The $3,700,000 surplus exacted the first year, under the new rates, is not to be used for paid-up or extended insurance or cash-surrender values, but is simply to be kept on hand as a reserve. The reserve, which has heretofore been carried in the pockets of the members, is now to be transferred to the pockets of the Supreme Council. Why are the members of the order, who have carried their insurance at great sacrifices, to have an additional burden placed on them? Why must this great reserve be created unless for the same reasons it was created in the three great companies in New York City? What is the object of creating a reserve when there is no paid-up or extended insurance and no cash-surrender to be made, and when assessments are required to be called for as needed to pay death losses? Why should any assessment company have a reserve beyond a few assessments ahead? What kind of actuaries did the Supreme Council have to make tables to produce such results? What fit guardians of 250,000 people are the one hundred and fifteen members of the Supreme Council who would adopt a table of rates producing such results? The control of the funds must have driven these one hundred and fifteen people mad to have produced tables which will so work. Would it not have been better to have called extra assessments from time to time under the authority of the laws of the order and of the State of Massachusetts, until the order was compelled to fail, than to have adopted the new rates, which are more expensive than old-line insurance and which if approved in the legal contest now pending will insure the failure of the order at once?

The only true assessment insurance is to pay the death losses as they occur, by assessments, and which must include a fund for management and control. When the assessments become too great the company dissolves and that is the end of it.
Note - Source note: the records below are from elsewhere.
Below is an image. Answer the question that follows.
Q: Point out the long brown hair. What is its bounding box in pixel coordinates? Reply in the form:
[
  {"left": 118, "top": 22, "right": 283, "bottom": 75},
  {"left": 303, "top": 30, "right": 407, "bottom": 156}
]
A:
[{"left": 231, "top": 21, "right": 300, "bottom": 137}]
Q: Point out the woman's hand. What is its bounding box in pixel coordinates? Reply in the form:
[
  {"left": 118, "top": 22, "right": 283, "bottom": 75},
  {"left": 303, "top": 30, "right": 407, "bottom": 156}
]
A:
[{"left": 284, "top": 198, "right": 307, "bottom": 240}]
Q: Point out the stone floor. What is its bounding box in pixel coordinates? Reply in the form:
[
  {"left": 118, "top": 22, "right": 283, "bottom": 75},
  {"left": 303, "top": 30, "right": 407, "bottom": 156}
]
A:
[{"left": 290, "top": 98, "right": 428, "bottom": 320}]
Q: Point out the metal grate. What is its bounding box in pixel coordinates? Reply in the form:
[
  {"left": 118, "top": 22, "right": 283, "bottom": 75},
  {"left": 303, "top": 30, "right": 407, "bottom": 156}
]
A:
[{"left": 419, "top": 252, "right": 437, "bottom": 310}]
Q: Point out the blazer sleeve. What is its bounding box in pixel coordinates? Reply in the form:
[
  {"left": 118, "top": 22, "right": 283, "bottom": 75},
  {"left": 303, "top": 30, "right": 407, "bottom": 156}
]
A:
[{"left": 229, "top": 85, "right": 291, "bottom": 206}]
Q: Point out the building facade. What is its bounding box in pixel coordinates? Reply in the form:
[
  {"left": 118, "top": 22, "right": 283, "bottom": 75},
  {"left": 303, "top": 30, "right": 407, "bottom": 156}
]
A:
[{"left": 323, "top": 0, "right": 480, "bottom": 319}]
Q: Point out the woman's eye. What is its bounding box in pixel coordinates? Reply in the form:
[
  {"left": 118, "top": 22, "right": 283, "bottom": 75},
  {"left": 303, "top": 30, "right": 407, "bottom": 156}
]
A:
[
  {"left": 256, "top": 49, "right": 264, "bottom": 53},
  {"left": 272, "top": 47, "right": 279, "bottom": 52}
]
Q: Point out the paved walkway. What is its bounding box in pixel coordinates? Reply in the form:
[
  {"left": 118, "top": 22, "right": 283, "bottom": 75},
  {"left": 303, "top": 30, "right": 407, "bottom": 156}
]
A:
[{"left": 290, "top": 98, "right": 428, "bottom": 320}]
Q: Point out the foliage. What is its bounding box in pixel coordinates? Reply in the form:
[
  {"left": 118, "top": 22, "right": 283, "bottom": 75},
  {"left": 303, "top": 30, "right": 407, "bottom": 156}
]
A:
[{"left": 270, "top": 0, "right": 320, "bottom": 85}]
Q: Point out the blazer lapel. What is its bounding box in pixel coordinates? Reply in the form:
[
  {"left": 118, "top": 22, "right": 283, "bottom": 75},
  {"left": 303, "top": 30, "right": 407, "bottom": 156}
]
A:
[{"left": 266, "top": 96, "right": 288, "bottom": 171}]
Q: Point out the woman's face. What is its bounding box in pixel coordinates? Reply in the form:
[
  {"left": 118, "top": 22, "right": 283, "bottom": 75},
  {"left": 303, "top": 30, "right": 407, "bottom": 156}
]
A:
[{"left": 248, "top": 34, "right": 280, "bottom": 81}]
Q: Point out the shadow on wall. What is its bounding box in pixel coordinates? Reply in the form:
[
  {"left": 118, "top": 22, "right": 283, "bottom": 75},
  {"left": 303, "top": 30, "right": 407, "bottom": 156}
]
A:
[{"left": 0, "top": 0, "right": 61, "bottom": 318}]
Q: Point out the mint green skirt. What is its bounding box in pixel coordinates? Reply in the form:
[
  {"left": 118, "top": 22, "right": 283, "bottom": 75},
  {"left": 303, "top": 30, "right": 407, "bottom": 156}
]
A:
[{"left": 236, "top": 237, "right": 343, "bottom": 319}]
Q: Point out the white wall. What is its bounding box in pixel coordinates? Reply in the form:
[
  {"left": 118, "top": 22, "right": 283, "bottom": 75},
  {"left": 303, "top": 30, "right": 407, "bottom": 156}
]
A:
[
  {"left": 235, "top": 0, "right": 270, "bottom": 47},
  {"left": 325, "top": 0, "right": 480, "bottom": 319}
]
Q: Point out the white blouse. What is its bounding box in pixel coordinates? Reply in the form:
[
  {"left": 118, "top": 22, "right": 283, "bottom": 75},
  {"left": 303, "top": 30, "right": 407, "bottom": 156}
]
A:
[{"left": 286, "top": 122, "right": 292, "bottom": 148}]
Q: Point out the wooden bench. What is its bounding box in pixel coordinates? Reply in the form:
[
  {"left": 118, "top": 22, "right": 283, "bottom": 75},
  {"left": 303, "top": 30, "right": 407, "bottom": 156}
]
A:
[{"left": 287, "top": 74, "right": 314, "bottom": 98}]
All those who have not died during its existence, or who have lapsed in the same time, have lost their bets, and those who have died have won.

I am not able to give the number who have been members of the order since its origin. It could not have been more than 400,000. Of this number 35,000, or one-twelfth, have died. Over 33 per cent., or 133,333, have lapsed, and if the institution fails, as it certainly will, 367,000 have lost every dollar they have put in, in order that 35,000, or one in twelve, might draw prizes.

Such institutions are contrary to public policy and should be suppressed. Each state insurance department should require such statistics as will show all the facts any one might wish to know.

If I had the exact statistics, I am satisfied the proportion of those who pay in and lose would be much higher than I gave it.

The laws of political economy must be evolved just as we evolve those of nature, and they are as certain when we know them, but any institution which requires a party to live beyond his expectancy in order to pay in the amount of his benefit certificate is a fraud. At 21 a man’s expectancy is 45 years. Now a man at 21 who entered the order June 23, 1874, would have paid in to December 31, 1905, $404. It would take him over 166 years to pay in the $3,000 at the same rate. As he can never do that, his death loss must be paid by some one else, and consequently his insurance by others is a fraud and a gambling transaction.

As eleven persons must contribute to pay the loss of the twelve and then lose everything themselves, the whole scheme is an imposition contrary to the interest of society. Eleven men contribute and lose $250 each that one man’s beneficiary may gain $3,000, and these eleven men lose every dollar they put in. After twenty-eight years of preaching to the public that they had found the El Dorado of Insurance, that they were furnishing insurance at cost and that the members carried the reserve in their pockets, Messrs. Butler, Robson & Company now come to the front and admit that all this time their scheme has been a fake and a failure. They say the unclean spirit departed from them in May last, but I think he returned to them with seven others worse and they have turned the Arcanum into a madhouse.

I do not have the personal acquaintance of all the seven, but two of them might be called Landis and Barnard, because the condition of the Arcanum is worse than before. Now every member must pay in his $3,000 in the period of his expectancy, and if he lives beyond it he must pay till he dies. The new rates indicate that members must die before reaching 65 years, and if they decline, then they must be fined $192.96 per annum for their refusal to do so.